Almost completely true, actually. If you have a (mainland) European unbranded Nokia you get your firmware almost as soon as it's released, if you have an unbranded phone from elsewhere (e.g. somewhere as far away as the UK) then you will have to wait anything up to three months before they finish the "language variant" for your model.
If you have an operator branded model you will have to wait anything up to another six months for the operator to add their branding and apps then remove most of the useful features. And that's if the operator is still planning to carry the phone at the end of those six months, if not then you probably won't get the update or any future ones.
For example, if you had an unbranded EU N97 you got v21 in February 2010, for UK models you had to wait until the end of March (not too bad), but if you had one from Vodafone you didn't get it until September (after the v22 had been released).
Nope, copy and paste, along with tons of handy features, were "removed" from WinPhone 7 because MS thinks no one uses it.
Why I say WinPhone 7 steps a whole decade back to the PalmOS 5 days.
I stll prefer my WinMo6 phone. Much more freedom to do what I want with it. No walled garden crap. And oh, it comes with an office suite pre-installed. I actually hate lugging laptops around.
so the challenge is going to be not if they can itterate, but can they get out of the cycle they have with their Enterprise software and itterate in 3-6 month "chunks" rather than the 2 years (or longer) that they are used to
I can live without cut'n'paste for a few more weeks (but not another 6 months)
I'm finding a lack of decent apps (why doesn't Bing look at Google Navigation on the Android and release something similar) and no background apps really annoying (want to listen to streaming music - even from your own server over WiFi - while checking email ... no can do)

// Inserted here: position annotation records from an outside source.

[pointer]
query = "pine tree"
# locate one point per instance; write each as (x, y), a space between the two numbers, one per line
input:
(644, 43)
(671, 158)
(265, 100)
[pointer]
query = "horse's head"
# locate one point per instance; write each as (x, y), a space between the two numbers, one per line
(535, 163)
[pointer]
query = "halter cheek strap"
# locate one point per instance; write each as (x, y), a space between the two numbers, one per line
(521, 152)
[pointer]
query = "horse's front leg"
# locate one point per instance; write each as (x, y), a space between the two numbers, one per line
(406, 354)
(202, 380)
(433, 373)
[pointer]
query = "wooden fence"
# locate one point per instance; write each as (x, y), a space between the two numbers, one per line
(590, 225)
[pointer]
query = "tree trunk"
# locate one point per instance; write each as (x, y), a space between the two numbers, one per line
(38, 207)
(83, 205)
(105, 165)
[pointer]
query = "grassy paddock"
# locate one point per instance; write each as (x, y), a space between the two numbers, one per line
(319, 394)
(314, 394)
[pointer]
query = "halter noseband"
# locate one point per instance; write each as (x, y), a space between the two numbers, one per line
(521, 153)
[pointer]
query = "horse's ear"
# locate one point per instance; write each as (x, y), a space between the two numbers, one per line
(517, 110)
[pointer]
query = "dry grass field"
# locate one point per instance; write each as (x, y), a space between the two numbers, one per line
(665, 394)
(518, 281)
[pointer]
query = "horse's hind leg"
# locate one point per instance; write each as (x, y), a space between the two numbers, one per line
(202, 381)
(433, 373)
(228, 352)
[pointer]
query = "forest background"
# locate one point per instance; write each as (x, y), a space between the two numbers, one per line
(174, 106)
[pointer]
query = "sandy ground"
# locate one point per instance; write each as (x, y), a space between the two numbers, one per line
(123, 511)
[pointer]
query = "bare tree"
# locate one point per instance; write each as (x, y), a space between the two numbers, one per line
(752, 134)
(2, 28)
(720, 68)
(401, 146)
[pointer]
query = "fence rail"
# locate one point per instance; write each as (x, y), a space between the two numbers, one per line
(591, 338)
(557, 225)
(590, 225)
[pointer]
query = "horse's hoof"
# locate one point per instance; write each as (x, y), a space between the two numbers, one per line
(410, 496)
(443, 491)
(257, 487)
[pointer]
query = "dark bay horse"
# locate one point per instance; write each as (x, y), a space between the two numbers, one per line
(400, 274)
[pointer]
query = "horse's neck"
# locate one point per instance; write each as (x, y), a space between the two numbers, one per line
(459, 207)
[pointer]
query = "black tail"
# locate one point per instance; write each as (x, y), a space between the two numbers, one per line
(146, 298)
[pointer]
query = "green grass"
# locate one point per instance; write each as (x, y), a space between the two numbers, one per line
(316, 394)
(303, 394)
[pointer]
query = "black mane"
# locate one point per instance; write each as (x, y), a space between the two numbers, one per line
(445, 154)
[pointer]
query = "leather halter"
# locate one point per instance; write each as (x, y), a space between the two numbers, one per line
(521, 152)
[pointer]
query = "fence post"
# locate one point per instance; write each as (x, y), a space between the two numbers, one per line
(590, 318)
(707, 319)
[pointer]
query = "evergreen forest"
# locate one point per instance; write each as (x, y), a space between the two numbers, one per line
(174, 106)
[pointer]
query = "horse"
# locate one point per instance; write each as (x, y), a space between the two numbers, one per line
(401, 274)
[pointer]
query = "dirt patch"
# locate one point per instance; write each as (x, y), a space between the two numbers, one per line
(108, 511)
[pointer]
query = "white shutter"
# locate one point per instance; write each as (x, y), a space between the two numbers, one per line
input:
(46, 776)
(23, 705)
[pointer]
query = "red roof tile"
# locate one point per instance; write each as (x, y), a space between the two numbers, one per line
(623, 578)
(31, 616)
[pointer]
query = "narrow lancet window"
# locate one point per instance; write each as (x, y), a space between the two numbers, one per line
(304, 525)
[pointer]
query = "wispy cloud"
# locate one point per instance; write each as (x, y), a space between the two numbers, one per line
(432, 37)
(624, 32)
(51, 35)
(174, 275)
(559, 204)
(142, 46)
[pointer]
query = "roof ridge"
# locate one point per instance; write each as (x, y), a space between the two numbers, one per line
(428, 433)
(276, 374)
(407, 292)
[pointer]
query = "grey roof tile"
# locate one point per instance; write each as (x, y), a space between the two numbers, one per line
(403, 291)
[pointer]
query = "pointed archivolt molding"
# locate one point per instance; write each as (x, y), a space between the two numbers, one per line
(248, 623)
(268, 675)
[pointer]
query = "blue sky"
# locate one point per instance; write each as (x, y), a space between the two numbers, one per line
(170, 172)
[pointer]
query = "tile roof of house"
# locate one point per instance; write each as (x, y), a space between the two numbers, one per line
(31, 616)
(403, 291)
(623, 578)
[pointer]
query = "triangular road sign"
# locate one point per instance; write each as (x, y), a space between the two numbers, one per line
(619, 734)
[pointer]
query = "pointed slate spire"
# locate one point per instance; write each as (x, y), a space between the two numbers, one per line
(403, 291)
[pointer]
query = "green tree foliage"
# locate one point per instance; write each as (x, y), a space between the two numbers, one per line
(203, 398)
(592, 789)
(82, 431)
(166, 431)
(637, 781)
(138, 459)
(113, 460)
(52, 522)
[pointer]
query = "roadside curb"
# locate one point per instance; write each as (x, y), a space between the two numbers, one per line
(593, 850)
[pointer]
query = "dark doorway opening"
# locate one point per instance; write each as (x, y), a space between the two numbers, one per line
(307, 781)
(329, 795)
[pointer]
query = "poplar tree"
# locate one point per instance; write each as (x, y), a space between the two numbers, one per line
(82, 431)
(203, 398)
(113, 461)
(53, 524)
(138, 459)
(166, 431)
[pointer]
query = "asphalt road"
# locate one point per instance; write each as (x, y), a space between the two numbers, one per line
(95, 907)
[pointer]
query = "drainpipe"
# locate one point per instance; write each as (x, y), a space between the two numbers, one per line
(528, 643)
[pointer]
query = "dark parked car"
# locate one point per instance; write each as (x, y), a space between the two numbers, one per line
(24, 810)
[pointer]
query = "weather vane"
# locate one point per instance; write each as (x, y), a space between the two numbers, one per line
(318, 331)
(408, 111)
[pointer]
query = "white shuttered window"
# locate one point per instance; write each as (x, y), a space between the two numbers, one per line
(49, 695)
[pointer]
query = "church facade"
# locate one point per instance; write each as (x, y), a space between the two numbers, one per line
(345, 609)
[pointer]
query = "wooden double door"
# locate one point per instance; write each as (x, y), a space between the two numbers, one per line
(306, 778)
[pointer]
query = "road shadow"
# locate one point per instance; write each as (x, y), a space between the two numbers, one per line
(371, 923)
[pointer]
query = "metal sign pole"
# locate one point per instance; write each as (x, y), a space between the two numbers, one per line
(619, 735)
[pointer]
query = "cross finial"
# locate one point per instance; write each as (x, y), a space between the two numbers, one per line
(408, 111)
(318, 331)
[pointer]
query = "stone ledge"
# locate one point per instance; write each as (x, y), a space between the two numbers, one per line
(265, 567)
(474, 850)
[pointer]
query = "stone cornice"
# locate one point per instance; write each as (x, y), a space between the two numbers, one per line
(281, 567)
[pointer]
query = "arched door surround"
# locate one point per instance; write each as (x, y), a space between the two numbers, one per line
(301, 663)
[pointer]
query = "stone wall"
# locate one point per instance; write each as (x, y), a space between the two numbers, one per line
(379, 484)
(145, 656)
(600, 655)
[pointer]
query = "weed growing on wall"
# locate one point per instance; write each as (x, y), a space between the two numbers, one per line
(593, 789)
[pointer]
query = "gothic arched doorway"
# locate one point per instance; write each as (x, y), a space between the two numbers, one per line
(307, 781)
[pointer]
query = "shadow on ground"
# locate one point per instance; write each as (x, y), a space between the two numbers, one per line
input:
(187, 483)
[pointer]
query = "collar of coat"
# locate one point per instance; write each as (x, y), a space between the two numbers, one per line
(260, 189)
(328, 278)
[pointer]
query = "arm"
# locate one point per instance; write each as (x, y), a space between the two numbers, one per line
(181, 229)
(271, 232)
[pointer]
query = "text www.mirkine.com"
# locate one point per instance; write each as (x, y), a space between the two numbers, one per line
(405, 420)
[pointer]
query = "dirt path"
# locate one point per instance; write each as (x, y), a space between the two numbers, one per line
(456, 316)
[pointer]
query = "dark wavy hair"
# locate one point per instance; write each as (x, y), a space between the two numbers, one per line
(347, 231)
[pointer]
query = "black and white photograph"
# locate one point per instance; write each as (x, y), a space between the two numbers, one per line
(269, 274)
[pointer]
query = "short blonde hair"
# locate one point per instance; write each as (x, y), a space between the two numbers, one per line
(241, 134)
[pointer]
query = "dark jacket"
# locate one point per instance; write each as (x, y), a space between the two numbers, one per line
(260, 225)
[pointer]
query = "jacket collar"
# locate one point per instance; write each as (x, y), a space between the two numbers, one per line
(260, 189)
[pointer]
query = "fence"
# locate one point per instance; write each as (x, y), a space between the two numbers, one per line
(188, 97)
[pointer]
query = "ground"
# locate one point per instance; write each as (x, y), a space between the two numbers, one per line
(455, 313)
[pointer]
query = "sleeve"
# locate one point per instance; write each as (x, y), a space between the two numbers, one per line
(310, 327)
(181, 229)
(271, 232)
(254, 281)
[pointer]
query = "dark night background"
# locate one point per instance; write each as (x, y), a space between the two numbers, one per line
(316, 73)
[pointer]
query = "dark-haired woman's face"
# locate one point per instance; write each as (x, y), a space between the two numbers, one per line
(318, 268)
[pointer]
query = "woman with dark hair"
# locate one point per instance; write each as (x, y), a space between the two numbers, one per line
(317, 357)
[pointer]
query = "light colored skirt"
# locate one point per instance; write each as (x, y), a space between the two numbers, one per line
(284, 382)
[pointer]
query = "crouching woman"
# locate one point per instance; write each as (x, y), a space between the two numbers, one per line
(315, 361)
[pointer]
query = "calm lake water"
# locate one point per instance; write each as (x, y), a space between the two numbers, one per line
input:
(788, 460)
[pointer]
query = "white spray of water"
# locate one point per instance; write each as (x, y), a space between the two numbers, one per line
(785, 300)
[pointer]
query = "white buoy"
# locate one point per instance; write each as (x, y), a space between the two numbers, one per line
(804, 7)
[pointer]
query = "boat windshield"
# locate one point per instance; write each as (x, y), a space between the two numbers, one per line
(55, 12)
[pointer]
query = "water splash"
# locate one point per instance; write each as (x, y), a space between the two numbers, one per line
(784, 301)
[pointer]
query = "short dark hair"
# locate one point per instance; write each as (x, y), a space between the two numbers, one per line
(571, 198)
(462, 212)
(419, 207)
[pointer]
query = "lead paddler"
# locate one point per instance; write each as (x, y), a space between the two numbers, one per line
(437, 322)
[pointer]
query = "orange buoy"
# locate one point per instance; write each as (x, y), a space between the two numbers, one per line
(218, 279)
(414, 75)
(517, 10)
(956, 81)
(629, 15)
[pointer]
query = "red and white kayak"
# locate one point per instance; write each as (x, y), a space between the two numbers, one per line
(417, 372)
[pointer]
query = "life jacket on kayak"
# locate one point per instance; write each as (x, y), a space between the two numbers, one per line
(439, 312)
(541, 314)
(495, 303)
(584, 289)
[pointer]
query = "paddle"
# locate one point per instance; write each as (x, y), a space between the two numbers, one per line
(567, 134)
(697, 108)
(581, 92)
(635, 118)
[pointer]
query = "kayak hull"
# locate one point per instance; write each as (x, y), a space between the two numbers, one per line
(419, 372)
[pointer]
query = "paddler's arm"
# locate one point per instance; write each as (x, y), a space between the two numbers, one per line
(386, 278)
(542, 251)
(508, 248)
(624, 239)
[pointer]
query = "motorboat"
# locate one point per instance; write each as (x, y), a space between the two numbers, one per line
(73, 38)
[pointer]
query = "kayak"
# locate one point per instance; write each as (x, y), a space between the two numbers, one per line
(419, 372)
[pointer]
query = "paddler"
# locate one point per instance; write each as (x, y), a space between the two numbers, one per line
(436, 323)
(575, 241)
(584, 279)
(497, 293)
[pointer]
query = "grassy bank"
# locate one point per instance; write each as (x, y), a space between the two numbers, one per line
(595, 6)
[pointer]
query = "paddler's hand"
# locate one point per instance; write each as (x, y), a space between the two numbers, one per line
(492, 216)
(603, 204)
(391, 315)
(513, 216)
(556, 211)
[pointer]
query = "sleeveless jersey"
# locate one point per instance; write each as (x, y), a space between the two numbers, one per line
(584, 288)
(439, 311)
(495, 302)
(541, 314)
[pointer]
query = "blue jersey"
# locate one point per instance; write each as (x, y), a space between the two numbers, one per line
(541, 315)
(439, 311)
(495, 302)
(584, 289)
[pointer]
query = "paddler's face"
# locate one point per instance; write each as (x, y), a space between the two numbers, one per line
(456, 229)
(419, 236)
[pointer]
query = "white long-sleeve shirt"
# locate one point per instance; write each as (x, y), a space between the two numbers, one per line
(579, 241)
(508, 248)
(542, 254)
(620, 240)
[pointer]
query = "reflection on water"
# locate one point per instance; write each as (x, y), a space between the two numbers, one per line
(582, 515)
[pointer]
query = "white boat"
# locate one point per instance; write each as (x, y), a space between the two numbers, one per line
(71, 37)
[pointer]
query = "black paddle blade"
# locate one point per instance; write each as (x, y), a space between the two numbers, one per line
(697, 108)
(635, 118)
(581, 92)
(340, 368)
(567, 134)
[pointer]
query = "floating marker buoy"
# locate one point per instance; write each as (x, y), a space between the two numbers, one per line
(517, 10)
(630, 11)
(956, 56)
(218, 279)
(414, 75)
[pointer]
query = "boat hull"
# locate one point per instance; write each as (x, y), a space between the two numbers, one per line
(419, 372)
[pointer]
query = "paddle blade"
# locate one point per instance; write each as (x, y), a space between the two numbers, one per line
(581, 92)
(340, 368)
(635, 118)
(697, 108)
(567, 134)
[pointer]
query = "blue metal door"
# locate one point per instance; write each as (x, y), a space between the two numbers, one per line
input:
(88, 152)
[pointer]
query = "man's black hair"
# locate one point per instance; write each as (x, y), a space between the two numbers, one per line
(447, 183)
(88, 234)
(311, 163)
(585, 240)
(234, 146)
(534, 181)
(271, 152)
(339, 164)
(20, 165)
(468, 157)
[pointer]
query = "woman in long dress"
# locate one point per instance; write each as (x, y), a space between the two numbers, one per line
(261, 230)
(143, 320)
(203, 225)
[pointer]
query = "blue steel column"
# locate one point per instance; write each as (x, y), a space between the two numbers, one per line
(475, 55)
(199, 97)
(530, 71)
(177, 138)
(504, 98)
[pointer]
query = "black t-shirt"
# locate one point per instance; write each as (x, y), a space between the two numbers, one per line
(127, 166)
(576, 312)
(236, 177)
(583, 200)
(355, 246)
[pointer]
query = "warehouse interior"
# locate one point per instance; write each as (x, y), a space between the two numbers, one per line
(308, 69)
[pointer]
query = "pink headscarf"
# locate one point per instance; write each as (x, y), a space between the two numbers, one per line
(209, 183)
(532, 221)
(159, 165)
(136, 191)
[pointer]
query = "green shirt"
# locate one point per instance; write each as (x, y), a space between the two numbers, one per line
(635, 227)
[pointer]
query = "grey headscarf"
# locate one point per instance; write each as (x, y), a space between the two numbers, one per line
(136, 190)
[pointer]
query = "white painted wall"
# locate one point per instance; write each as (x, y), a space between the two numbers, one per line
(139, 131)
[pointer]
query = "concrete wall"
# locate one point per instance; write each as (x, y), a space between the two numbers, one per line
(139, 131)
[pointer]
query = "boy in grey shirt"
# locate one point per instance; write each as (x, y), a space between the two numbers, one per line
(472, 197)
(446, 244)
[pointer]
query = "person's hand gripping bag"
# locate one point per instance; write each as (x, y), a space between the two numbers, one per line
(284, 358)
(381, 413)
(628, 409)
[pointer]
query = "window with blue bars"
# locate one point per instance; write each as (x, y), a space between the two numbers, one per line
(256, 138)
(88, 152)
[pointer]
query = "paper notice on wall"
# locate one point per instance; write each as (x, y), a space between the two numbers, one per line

... on my WinMob6.1 Samsung Omnia. OK, it's because I can't find the "template messages that are MY templates not some non-changeable preset crap" feature that my old V3i RAZR had, but I do it... (Start a message from the conversation view, copy previous, paste, send, job done).
So it's a FAIL for WM6.1 for not having the feature I really want, and a FAIL for WP7 for only now providing the alternative feature that I use to work around the first FAIL.
(If someone knows how to create my own template messages that work like the ones the RAZR had, please tell me!!!)
I once owned a Sharp V-402SH, back in 2004, and that phone had copy and paste in it. It chould shoot pics to a friend i was trying to meet in an Ueno train station while we were talking. 3-pic triangulation and meet-up, while copying and pasting in the phone while walking. The phone also had an FM tuner, an analog TV antenna and, more. Stuff that is passe today was in that phone back then. Why was it so low a priority for ms (or any phone maker) to get copy and paste into a handset?
I think Ballmer really believes all of the lies that he says.
He believes that Microsoft is still number one and that people love both Microsoft and himself.
He thinks that people still take him seriously and that his lies are motivational and inspiring.
In my opinion they are pathetic and comical at best.
Just hand over your money and Microsoft will fix everything for you, at a later date of course, maybe when they get around to it, if it doesn't cost them too much.
They wouldn't just abandon something that their "valued customers" paid their hard earned money for, would they? (like they have done numerous times in the past).
If you buy into the delusional lies that constantly come out of Steve Ballmers mouth then you must have a lot more disposable income than I do and be willing to throw it away on grossly over priced rubbish.